An diesem Dienstag wird es eine Redakteursversammlung beim WDR geben. Intendant Tom Buhrow nimmt an der Veranstaltung teil. Dabei soll es um den richtigen Umgang mit der Empörungswelle nach dem Umweltsau-Lied gehen. Indes kritisieren auch Fernsehautoren Buhrows "Reaktion auf den künstlich erzeugten Skandal". 

Die Redakteursvertretung des WDR lädt zu der Redakteursversammlung ein. Diese hatte zuvor in einem internen Schreiben heftige Kritik an Buhrow geäußert, der sich von dem umstrittenen Lied des WDR-Kinderchors distanziert hatte (kress.de berichtete). "Wir sind – wie sicher viele von Euch – fassungslos", schrieben die Redakteure in dem Text, der dpa vorliegt und aus dem uebermedien.de zuerst zitiert hatte. "Natürlich nicht über eine Satire, die Geschmackssache sein darf; nein, wir sind fassungslos, dass der Programmchef von WDR2 ein Video mit einem satirischen Kinderlied löschen lässt, und vor allem auch darüber, dass Intendant Tom Buhrow einem offenbar von Rechtsextremen orchestrierten Shitstorm so leicht nachgibt, sich vorschnell redaktionell distanziert und sich nicht nur persönlich entschuldigt, sondern dabei mehrfach öffentlich (u.a. live bei WDR2) Redakteurinnen und Redakteuren in den Rücken fällt, statt ihnen in Zeiten inszenierter Empörungswellen gegen den WDR und den ÖRR [öffentlich-rechtlichen Rundfunk] den Rücken zu stärken." Damit sei die innere Rundfunkfreiheit verletzt worden.

In dem Lied hatte es unter anderem geheißen: "Meine Oma ist 'ne alte Umweltsau". Das hatte einen Shitstorm im Internet ausgelöst. Buhrow hatte daraufhin für das Lied um Entschuldigung gebeten. Deshalb wurde ihm vorgehalten, er spiele rechten Aktivisten in die Hand, die die Empörungswelle großenteils künstlich erzeugt hätten.

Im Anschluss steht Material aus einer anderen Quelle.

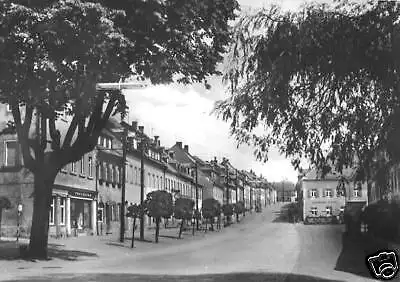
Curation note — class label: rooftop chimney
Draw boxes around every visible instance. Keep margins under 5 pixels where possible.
[132,121,137,131]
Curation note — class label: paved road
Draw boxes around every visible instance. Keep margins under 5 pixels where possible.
[0,205,382,282]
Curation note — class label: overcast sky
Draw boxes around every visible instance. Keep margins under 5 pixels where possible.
[126,0,324,182]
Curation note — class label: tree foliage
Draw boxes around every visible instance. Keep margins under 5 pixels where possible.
[145,190,173,243]
[215,1,400,189]
[174,198,194,219]
[201,198,221,219]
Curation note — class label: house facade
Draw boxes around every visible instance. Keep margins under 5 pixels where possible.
[300,169,367,221]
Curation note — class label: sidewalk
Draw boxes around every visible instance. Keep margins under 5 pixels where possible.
[0,209,262,269]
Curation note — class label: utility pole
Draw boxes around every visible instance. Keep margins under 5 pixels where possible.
[119,127,128,242]
[140,137,145,241]
[195,161,199,231]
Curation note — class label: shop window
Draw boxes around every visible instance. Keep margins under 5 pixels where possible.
[71,162,76,173]
[97,203,104,222]
[324,189,332,198]
[5,140,18,167]
[310,189,317,198]
[49,197,56,225]
[60,198,65,225]
[311,207,318,215]
[325,207,332,216]
[88,156,93,177]
[80,156,85,175]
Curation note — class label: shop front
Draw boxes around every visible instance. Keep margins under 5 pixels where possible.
[49,185,97,238]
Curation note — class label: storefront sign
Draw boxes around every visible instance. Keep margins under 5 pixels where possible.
[68,191,96,199]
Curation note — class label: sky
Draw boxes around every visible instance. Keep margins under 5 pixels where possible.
[125,0,320,182]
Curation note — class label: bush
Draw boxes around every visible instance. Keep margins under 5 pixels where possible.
[361,200,400,240]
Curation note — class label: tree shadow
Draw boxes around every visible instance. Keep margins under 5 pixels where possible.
[1,272,342,282]
[335,233,389,278]
[0,241,97,261]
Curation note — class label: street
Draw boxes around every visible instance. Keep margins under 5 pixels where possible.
[0,204,374,281]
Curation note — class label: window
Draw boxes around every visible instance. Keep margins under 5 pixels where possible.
[88,156,93,177]
[49,197,56,225]
[311,189,317,198]
[353,182,361,197]
[80,156,85,175]
[60,198,65,225]
[325,207,332,216]
[311,207,318,215]
[111,166,116,183]
[5,140,18,167]
[134,166,138,184]
[97,206,104,222]
[71,162,76,173]
[325,189,332,198]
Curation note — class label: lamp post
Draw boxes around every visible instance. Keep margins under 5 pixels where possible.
[140,137,145,241]
[195,162,199,230]
[119,127,128,242]
[17,203,22,242]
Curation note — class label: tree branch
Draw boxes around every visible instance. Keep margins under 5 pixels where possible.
[62,114,78,149]
[11,102,37,173]
[49,116,61,151]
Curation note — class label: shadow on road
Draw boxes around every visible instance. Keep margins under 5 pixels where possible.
[0,241,97,261]
[2,272,342,282]
[335,234,388,278]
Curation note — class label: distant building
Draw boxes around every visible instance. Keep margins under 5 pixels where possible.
[300,169,367,223]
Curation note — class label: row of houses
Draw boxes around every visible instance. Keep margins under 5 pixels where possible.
[0,104,276,237]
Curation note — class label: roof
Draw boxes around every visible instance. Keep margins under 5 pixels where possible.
[303,165,355,180]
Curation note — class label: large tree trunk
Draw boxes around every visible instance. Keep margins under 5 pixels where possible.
[28,172,55,259]
[156,217,161,243]
[0,207,3,238]
[179,219,185,239]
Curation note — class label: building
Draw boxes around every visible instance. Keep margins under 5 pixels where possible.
[300,169,367,223]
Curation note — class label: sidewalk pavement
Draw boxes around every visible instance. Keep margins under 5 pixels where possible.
[0,209,267,268]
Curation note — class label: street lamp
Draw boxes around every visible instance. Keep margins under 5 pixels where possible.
[17,203,22,242]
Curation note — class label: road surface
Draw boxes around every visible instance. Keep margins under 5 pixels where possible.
[0,205,382,282]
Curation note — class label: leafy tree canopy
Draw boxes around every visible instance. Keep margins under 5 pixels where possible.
[216,1,400,183]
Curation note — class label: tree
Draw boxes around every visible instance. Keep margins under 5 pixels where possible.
[126,204,146,248]
[0,0,238,258]
[215,1,400,192]
[174,198,194,239]
[145,190,173,243]
[233,201,244,222]
[0,196,11,236]
[222,204,233,224]
[201,198,221,231]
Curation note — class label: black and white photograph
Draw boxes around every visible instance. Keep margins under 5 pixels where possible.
[0,0,400,282]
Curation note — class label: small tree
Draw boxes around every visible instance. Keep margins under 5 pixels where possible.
[174,198,194,239]
[126,204,145,248]
[234,201,245,222]
[201,198,221,231]
[222,204,233,224]
[145,190,173,243]
[0,196,11,238]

Buhrow verteidigt sein Vorgehen im aktuellen "Spiegel": Die Umweltsau-Satire sei missglückt, sagte er in einem Interview des Magazins. "In diesem Fall hat in einem Familienprogramm ein nicht als Satire direkt erkennbares Video pauschal eine ganze Gruppe mit Umweltverschmutzung in den Zusammenhang gestellt. Und dadurch haben sich einfach viele Seniorinnen und Senioren verletzt gefühlt." Er wies den Vorwurf zurück, vor rechten Kreisen eingeknickt zu sein.

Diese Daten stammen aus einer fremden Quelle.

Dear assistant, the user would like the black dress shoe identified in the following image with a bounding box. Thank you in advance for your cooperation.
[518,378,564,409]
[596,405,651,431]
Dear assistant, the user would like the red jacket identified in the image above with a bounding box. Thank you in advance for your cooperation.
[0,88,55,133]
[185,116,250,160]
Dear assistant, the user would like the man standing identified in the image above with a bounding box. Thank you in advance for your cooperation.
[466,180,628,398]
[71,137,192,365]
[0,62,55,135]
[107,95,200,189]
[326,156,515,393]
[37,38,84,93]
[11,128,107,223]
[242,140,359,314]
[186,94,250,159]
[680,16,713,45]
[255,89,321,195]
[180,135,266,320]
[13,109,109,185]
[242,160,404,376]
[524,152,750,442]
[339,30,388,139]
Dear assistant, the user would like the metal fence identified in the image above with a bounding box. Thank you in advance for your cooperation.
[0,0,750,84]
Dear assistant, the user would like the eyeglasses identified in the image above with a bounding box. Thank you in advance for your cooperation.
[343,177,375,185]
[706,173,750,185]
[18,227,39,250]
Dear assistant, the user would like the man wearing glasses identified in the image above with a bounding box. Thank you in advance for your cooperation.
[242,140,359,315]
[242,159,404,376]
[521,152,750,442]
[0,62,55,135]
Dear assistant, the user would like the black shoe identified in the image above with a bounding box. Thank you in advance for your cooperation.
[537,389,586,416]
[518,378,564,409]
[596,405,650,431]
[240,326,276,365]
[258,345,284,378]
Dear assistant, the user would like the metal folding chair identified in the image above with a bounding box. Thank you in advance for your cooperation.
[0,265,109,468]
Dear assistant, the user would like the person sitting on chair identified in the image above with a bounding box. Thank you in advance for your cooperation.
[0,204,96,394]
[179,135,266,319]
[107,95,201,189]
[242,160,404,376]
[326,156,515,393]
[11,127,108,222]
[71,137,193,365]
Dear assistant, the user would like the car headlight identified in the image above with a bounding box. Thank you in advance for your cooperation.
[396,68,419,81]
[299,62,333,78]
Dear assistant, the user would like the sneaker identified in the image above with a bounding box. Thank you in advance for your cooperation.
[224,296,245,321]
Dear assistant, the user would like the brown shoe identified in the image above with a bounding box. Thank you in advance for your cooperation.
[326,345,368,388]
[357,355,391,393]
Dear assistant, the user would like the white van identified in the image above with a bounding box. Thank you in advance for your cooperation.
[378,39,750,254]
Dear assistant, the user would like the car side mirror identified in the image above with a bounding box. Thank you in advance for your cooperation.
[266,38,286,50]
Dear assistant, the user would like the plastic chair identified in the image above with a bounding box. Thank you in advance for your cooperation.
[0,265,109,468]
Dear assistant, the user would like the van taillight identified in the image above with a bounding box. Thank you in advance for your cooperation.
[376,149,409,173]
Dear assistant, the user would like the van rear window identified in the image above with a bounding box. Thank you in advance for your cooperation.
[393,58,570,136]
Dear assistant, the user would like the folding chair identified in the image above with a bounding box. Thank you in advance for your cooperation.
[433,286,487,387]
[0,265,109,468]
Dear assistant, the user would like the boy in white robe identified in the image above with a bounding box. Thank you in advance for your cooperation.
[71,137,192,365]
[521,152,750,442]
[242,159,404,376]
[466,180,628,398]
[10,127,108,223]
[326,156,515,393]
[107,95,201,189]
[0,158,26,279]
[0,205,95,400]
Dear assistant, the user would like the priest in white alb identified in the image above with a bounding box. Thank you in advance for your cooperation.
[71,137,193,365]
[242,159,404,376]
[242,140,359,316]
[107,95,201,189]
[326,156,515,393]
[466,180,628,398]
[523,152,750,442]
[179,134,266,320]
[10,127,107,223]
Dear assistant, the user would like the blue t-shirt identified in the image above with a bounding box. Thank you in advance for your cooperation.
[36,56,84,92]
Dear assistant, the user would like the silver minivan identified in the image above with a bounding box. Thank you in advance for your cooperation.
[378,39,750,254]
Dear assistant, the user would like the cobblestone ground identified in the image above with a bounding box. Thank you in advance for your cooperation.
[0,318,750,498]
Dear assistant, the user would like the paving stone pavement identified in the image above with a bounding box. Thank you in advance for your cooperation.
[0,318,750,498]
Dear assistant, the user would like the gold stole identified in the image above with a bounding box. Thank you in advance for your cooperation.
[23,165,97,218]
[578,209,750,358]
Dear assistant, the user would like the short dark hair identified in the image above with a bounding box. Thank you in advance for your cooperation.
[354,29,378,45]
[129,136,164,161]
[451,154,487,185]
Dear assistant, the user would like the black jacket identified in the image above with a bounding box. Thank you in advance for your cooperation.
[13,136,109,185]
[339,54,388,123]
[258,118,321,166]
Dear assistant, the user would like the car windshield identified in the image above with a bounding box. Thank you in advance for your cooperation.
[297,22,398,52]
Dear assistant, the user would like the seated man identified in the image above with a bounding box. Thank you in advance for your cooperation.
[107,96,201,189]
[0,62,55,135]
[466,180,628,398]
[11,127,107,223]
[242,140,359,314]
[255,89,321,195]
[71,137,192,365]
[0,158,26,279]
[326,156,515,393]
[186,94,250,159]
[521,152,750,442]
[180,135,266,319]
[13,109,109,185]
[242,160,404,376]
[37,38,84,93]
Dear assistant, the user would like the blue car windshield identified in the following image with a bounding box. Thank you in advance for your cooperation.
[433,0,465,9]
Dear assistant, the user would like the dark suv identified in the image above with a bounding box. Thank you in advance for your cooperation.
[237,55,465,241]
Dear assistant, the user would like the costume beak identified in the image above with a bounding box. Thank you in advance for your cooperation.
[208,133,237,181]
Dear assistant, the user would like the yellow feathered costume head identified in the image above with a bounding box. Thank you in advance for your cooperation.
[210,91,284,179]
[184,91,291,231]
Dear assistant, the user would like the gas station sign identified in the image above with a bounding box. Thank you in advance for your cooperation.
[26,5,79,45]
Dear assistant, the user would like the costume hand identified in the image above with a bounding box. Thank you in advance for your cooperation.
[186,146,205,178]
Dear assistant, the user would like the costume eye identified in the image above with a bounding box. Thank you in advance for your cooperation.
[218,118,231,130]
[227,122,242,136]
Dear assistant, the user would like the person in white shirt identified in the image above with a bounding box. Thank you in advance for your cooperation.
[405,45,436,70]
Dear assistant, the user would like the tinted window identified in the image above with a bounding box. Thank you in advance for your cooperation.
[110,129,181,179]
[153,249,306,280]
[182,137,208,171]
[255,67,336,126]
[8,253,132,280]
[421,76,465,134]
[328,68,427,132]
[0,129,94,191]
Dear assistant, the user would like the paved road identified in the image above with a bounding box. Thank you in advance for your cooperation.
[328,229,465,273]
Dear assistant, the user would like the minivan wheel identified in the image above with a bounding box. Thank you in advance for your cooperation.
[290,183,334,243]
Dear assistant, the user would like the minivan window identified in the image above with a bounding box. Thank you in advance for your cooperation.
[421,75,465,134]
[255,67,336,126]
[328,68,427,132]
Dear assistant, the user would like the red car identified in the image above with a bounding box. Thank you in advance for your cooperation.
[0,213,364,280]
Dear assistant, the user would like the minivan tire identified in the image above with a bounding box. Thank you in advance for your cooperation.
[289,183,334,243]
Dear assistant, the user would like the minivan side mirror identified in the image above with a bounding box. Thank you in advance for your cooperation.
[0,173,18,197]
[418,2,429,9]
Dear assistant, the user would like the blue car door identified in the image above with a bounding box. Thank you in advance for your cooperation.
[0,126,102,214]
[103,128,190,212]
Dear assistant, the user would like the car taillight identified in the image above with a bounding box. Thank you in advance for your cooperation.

Indes haben sich in der Debatte um das Umweltsau-Lied freie Fernsehautoren mit den WDR-Mitarbeitern solidarisiert und Intendant Tom Buhrow scharf kritisiert: "Tom Buhrow ist mit seiner Reaktion auf den künstlich erzeugten Skandal in eine Falle getappt, aus der er ohne massiven Glaubwürdigkeitsverlust nicht mehr herauskommt", schrieben mehr als 40 Unterzeichner einer am Montag veröffentlichten Solidaritätserklärung.

Die Unterzeichner der Solidaritätserklärung forderten: "Ein Medienmanager, dessen Umgang mit moderner, rechter Propaganda von so viel Naivität und Ungeschicktheit zeugt und der nicht in der Lage ist, sich in einfachsten Fragen der Presse- und Meinungsfreiheit vor seine MitarbeiterInnen zu stellen, gefährdet eben diese Freiheiten. Er sollte die Konsequenzen ziehen." Zu den Unterzeichnern gehören der Neo Magazin Royale-Autor Max Bierhals, der Chefautor der ZDF-Heute Show, Morten Kühne, und Stefan Stuckmann, Erfinder der Comedyserie Eichwald, MdB. Die Unterzeichner wollen mit der Erklärung auch erreichen, dass das Umweltsau-Lied wieder online gestellt wird.